- Date: January 1, 1951
- Season: 1950
- Stadium: Rose Bowl
- Location: Pasadena, California
- MVP: Don Dufek (Michigan FB)
- Favorite: California by 1 to 3 points
- Referee: Charles Brown (Pacific Coast; split crew: Pacific Coast, Big Ten)
- Attendance: 98,939

= 1951 Rose Bowl =

American college football game

The 1951 Rose Bowl was the 37th edition of the college football bowl game, played at the Rose Bowl in Pasadena, California on Monday, January 1. The ninth-ranked Michigan Wolverines, champions of the Big Ten Conference, defeated the California Golden Bears, champions of the Pacific Coast Conference, 14-6.

Michigan fullback Don Dufek scored two touchdowns in the fourth quarter and was named the Player of the Game. With a record of 9-0-1, the Golden Bears were ranked fourth in the nation.

It was the Big Ten's fifth consecutive win in the Rose Bowl, and California's third straight loss.

==Teams==
===Michigan Wolverines===

Michigan upset rival Ohio State 9–3 in the notorious Snow Bowl game, played in 21 in of snow in Columbus.

===California Golden Bears===

This was California's third consecutive trip to the Rose Bowl and were slightly favored. Pete Schabarum broke a 77-yard run on the second play of the game, but a backfield-in-motion penalty nullified the score to stop the Cal momentum.

==Scoring==
===First quarter===
No scoring

===Second quarter===
- California - Bob Cummings, 39-yard pass from Jim Marinos (Les Richter kick failed)

===Third quarter===
No scoring

===Fourth quarter===
- Michigan - Don Dufek, 1-yard run (Harry Allis kick)
- Michigan - Dufek, 7-yard run (Allis kick)

==Game notes==
- Chuck Ortmann completed 15 of 19 passes for 146 yards for Michigan and Jim Marinos was 4 for 7 completions for 69 yards for Cal.
- This was Michigan's third victory in the Rose Bowl (1902, 1948, 1951) in as many attempts.
- California back Pete Schabarum became a member of the Los Angeles County Board of Supervisors in 1972.
- California's record in the Rose Bowl fell to 2–4–1; their next (and most recent) appearance was eight years away, also a loss.

==Aftermath==
After this third consecutive loss by California, the Pacific Coast Conference enacted a "no-repeat" rule, similar to the Big Ten's. Future teams affected were UCLA in 1955 and Oregon State in 1958, and both resulted in wins for the Big Ten. With the PCC's dissolution in the spring of 1959, the succeeding AAWU (Big Five) abolished that rule, and Washington won the next two Rose Bowls in 1960 and 1961.

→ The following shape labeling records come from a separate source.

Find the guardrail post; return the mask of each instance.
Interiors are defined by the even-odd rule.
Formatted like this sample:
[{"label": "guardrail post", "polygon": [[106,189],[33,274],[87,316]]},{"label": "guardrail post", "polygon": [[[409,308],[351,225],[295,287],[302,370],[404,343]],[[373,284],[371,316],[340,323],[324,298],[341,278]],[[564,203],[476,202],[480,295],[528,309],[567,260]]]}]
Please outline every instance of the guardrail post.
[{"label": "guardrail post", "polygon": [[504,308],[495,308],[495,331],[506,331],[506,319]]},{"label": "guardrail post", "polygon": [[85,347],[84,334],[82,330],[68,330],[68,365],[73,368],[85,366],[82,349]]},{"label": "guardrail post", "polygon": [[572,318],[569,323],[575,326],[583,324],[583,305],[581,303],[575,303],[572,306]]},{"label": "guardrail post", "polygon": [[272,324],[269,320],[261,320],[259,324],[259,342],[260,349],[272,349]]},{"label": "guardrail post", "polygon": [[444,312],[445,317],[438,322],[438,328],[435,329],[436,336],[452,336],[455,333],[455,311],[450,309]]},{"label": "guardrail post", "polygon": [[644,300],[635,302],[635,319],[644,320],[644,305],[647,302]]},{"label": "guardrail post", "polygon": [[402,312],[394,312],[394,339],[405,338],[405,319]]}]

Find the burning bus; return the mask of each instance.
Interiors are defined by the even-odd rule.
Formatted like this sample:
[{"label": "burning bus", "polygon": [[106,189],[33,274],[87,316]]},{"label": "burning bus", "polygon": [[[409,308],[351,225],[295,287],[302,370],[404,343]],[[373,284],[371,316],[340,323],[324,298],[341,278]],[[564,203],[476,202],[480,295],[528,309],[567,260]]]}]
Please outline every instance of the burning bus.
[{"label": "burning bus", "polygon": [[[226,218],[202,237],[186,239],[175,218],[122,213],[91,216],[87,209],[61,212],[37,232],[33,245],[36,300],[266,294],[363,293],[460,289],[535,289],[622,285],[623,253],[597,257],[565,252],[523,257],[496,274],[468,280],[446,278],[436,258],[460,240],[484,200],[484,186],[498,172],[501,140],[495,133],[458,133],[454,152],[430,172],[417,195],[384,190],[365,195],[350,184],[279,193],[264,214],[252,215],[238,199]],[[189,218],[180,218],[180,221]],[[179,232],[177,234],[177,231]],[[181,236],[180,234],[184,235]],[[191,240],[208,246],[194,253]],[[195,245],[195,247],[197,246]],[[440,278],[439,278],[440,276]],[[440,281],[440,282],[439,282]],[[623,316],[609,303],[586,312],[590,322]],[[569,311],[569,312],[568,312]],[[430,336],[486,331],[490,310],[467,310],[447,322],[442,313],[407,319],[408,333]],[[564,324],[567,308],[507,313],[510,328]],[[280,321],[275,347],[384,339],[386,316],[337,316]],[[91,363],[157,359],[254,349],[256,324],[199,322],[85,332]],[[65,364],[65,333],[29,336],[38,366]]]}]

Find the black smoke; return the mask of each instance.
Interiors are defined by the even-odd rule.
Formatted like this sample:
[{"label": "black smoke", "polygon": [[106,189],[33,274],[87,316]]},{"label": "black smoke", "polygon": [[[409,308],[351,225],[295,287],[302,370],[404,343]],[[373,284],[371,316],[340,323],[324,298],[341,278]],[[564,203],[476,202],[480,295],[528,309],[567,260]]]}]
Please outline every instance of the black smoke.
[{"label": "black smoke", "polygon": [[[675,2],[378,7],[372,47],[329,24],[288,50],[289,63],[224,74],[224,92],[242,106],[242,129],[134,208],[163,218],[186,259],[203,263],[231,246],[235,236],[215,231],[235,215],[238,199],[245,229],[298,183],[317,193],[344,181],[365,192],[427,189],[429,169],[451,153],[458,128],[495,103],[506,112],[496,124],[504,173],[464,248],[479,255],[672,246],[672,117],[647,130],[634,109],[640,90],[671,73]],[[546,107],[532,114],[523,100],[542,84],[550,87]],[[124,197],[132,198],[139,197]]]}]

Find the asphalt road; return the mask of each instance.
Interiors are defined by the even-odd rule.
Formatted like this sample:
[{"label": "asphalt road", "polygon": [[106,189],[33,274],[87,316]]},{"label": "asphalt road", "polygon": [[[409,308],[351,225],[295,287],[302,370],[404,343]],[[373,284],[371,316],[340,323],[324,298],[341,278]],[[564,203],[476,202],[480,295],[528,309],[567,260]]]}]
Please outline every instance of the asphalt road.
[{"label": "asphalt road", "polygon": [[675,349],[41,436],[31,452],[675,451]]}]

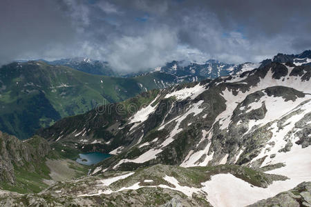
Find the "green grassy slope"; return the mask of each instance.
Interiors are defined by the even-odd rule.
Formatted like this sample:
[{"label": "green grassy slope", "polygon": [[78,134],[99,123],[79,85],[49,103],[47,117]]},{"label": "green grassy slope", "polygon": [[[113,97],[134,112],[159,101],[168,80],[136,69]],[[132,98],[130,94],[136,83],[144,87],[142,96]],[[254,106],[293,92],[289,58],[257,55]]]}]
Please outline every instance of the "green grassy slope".
[{"label": "green grassy slope", "polygon": [[0,68],[0,130],[28,138],[62,117],[163,88],[161,80],[166,85],[175,81],[173,76],[160,72],[133,78],[95,75],[42,61],[3,66]]}]

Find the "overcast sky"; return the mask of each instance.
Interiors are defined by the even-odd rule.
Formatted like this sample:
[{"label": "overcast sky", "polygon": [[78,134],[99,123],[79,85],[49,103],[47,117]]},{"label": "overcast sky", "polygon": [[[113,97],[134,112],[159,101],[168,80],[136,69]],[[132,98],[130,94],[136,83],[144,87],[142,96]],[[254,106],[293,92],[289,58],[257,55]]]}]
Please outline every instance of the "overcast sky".
[{"label": "overcast sky", "polygon": [[311,49],[311,1],[1,0],[0,63],[88,57],[116,70],[258,62]]}]

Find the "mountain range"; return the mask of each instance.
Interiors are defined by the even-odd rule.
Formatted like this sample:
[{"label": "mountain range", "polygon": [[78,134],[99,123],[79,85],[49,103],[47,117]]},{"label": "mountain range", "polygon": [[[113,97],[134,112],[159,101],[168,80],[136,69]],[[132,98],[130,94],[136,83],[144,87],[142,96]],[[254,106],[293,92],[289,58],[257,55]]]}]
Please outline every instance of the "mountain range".
[{"label": "mountain range", "polygon": [[158,71],[123,77],[107,62],[88,58],[19,61],[3,66],[0,130],[26,139],[40,128],[61,118],[84,113],[97,105],[124,101],[148,90],[243,70],[216,61],[182,66],[182,62],[173,61]]},{"label": "mountain range", "polygon": [[[199,77],[207,71],[216,77],[180,84],[174,78],[166,87],[150,87],[124,101],[62,119],[25,142],[5,134],[3,140],[29,142],[26,148],[44,138],[50,149],[40,154],[49,161],[75,159],[81,152],[113,156],[92,166],[88,176],[50,184],[39,193],[0,192],[0,204],[310,206],[310,50],[278,54],[260,65],[223,66],[225,75],[209,68],[209,62],[200,67],[173,61],[131,79],[147,86],[152,82],[147,77],[155,74]],[[10,146],[1,143],[1,152]],[[15,160],[4,159],[0,166]],[[0,179],[10,183],[3,188],[10,190],[19,171],[2,172],[6,176]],[[36,173],[53,179],[51,172]]]}]

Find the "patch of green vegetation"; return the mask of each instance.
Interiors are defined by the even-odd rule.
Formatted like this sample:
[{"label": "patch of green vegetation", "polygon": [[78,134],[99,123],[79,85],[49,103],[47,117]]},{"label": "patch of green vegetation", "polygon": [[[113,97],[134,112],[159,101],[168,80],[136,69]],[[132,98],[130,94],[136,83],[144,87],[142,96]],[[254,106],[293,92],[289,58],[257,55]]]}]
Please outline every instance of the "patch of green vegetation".
[{"label": "patch of green vegetation", "polygon": [[48,186],[43,179],[50,179],[50,169],[44,161],[36,164],[33,171],[30,166],[15,166],[16,181],[15,184],[8,182],[0,183],[2,189],[19,193],[39,193]]},{"label": "patch of green vegetation", "polygon": [[75,160],[79,157],[79,154],[82,152],[77,149],[64,146],[63,144],[53,143],[50,148],[55,150],[61,158]]}]

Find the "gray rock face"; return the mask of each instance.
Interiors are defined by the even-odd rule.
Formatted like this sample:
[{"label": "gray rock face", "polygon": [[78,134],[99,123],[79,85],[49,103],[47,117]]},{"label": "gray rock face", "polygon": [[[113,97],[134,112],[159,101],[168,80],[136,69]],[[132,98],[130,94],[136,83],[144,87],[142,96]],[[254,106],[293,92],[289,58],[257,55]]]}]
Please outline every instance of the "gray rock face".
[{"label": "gray rock face", "polygon": [[15,167],[23,167],[33,171],[34,166],[48,155],[48,142],[37,136],[23,142],[15,136],[0,131],[0,181],[14,184]]},{"label": "gray rock face", "polygon": [[303,182],[290,190],[281,193],[274,197],[259,201],[248,206],[311,206],[311,182]]}]

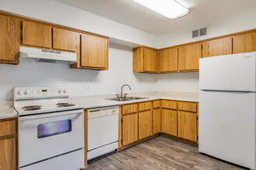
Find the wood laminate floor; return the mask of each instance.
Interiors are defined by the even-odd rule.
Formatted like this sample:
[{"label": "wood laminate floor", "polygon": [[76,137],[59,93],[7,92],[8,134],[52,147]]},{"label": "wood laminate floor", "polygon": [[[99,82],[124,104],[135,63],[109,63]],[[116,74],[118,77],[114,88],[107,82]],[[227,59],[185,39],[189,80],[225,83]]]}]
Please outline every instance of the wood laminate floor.
[{"label": "wood laminate floor", "polygon": [[88,169],[238,170],[244,168],[202,155],[196,147],[161,136],[94,162],[84,168],[84,170]]}]

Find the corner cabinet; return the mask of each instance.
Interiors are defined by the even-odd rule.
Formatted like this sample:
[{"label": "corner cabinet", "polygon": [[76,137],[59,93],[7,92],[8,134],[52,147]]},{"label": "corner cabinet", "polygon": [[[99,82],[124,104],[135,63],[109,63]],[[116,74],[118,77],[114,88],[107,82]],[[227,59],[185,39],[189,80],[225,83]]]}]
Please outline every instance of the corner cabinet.
[{"label": "corner cabinet", "polygon": [[21,20],[0,14],[0,63],[19,64]]},{"label": "corner cabinet", "polygon": [[22,21],[22,44],[50,49],[52,27],[30,21]]},{"label": "corner cabinet", "polygon": [[133,73],[157,72],[157,50],[144,46],[135,48],[133,53]]},{"label": "corner cabinet", "polygon": [[156,100],[119,107],[118,151],[163,135],[195,146],[199,103]]},{"label": "corner cabinet", "polygon": [[158,51],[158,73],[178,71],[178,48],[169,48]]},{"label": "corner cabinet", "polygon": [[233,37],[233,53],[256,51],[256,31]]},{"label": "corner cabinet", "polygon": [[109,70],[109,39],[88,34],[81,35],[81,54],[71,68]]},{"label": "corner cabinet", "polygon": [[53,28],[53,49],[76,52],[80,43],[80,33]]},{"label": "corner cabinet", "polygon": [[0,168],[18,169],[17,118],[0,119]]},{"label": "corner cabinet", "polygon": [[199,71],[201,49],[201,43],[189,44],[179,47],[178,71]]}]

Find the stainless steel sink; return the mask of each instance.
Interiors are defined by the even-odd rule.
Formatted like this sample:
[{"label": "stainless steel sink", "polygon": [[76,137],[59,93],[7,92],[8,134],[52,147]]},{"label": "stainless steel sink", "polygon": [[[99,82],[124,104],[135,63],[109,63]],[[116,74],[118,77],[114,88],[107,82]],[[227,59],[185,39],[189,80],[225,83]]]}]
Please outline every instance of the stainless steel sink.
[{"label": "stainless steel sink", "polygon": [[148,99],[147,97],[127,97],[126,98],[109,98],[106,100],[115,100],[115,101],[130,101],[140,99]]},{"label": "stainless steel sink", "polygon": [[130,99],[130,100],[140,100],[140,99],[148,99],[148,97],[126,97],[126,99]]},{"label": "stainless steel sink", "polygon": [[109,99],[106,99],[106,100],[115,100],[115,101],[129,101],[129,100],[132,100],[131,99],[127,99],[127,98],[109,98]]}]

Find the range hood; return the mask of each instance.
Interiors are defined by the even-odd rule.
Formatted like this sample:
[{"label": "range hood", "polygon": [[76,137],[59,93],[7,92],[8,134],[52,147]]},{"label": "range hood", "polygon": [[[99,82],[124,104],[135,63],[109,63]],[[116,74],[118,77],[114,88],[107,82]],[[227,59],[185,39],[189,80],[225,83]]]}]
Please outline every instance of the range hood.
[{"label": "range hood", "polygon": [[74,53],[61,52],[51,49],[19,47],[20,58],[36,59],[36,62],[54,63],[67,61],[77,63],[77,54]]}]

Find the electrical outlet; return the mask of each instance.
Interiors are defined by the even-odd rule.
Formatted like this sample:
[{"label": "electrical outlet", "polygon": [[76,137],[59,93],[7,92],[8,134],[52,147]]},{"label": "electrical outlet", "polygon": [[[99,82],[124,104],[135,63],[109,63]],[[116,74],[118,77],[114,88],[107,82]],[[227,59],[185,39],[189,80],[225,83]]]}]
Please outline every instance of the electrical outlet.
[{"label": "electrical outlet", "polygon": [[84,90],[85,91],[90,91],[90,85],[85,84]]}]

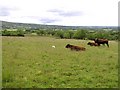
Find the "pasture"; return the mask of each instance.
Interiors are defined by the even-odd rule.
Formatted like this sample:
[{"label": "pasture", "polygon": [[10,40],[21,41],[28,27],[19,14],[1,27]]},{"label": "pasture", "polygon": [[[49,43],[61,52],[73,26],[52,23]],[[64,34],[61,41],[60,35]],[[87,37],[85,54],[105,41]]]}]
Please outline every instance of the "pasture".
[{"label": "pasture", "polygon": [[[91,47],[89,41],[2,37],[3,87],[117,88],[118,42],[110,41],[108,48]],[[71,51],[67,44],[84,46],[86,51]]]}]

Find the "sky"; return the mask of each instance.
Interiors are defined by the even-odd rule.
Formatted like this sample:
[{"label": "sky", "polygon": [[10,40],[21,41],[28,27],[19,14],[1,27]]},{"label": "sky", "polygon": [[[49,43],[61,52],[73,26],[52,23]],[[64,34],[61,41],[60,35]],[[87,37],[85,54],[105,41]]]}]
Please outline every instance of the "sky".
[{"label": "sky", "polygon": [[0,0],[0,20],[65,26],[118,26],[119,0]]}]

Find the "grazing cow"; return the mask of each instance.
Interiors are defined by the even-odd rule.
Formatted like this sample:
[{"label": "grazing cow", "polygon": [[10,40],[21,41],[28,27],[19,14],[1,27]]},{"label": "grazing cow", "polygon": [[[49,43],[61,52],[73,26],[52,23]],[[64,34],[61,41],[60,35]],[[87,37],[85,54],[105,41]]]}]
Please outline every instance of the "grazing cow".
[{"label": "grazing cow", "polygon": [[94,43],[94,42],[88,42],[87,45],[90,45],[90,46],[99,46],[98,43]]},{"label": "grazing cow", "polygon": [[98,39],[98,38],[96,38],[96,39],[94,39],[94,42],[97,43],[99,46],[100,46],[100,44],[103,44],[103,45],[107,44],[107,46],[109,47],[107,39]]},{"label": "grazing cow", "polygon": [[52,46],[52,48],[55,48],[55,46]]},{"label": "grazing cow", "polygon": [[71,50],[75,50],[75,51],[85,51],[86,50],[86,48],[84,48],[84,47],[74,46],[74,45],[70,45],[70,44],[67,44],[66,48],[70,48]]}]

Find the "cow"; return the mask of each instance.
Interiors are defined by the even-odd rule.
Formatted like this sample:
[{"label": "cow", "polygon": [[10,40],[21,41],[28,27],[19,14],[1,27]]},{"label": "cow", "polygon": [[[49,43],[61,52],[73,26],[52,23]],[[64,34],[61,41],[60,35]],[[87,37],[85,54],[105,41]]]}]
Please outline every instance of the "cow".
[{"label": "cow", "polygon": [[103,44],[103,45],[106,44],[109,47],[107,39],[98,39],[98,38],[96,38],[96,39],[94,39],[94,42],[97,43],[99,46],[100,46],[100,44]]},{"label": "cow", "polygon": [[71,50],[75,50],[75,51],[85,51],[86,50],[86,48],[84,48],[84,47],[74,46],[74,45],[70,45],[70,44],[67,44],[66,48],[70,48]]},{"label": "cow", "polygon": [[99,46],[98,43],[94,43],[94,42],[88,42],[87,45],[90,45],[90,46]]}]

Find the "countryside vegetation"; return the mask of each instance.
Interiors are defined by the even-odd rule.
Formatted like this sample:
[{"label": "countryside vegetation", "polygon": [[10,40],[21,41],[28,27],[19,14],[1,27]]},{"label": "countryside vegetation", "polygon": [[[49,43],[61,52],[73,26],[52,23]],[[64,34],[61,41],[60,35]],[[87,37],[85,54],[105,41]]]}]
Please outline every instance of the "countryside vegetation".
[{"label": "countryside vegetation", "polygon": [[[118,88],[117,27],[2,26],[4,88]],[[110,47],[87,45],[94,38],[108,39]]]}]

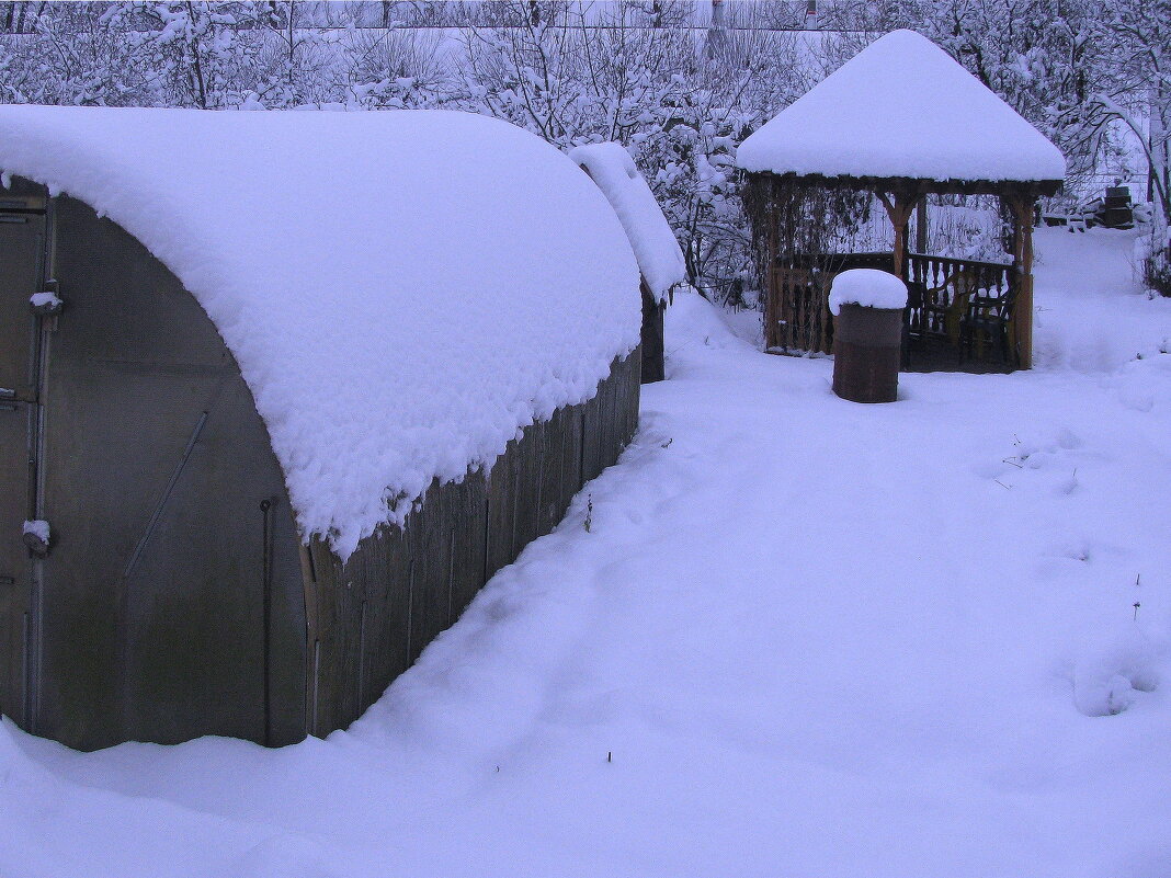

Although Minnesota appeared in consecutive Rose Bowls in 1961 and 1962, (both as "at-large" invitations, the latter after champion Ohio State declined), the Big Ten kept its rule until the early 1970s; the last team affected was Michigan State in 1967, when runner-up Purdue edged unranked USC by a point. The first Big Ten team to make a repeat appearance in the 1970s was Ohio State in 1974, the conference's only win in Pasadena that decade.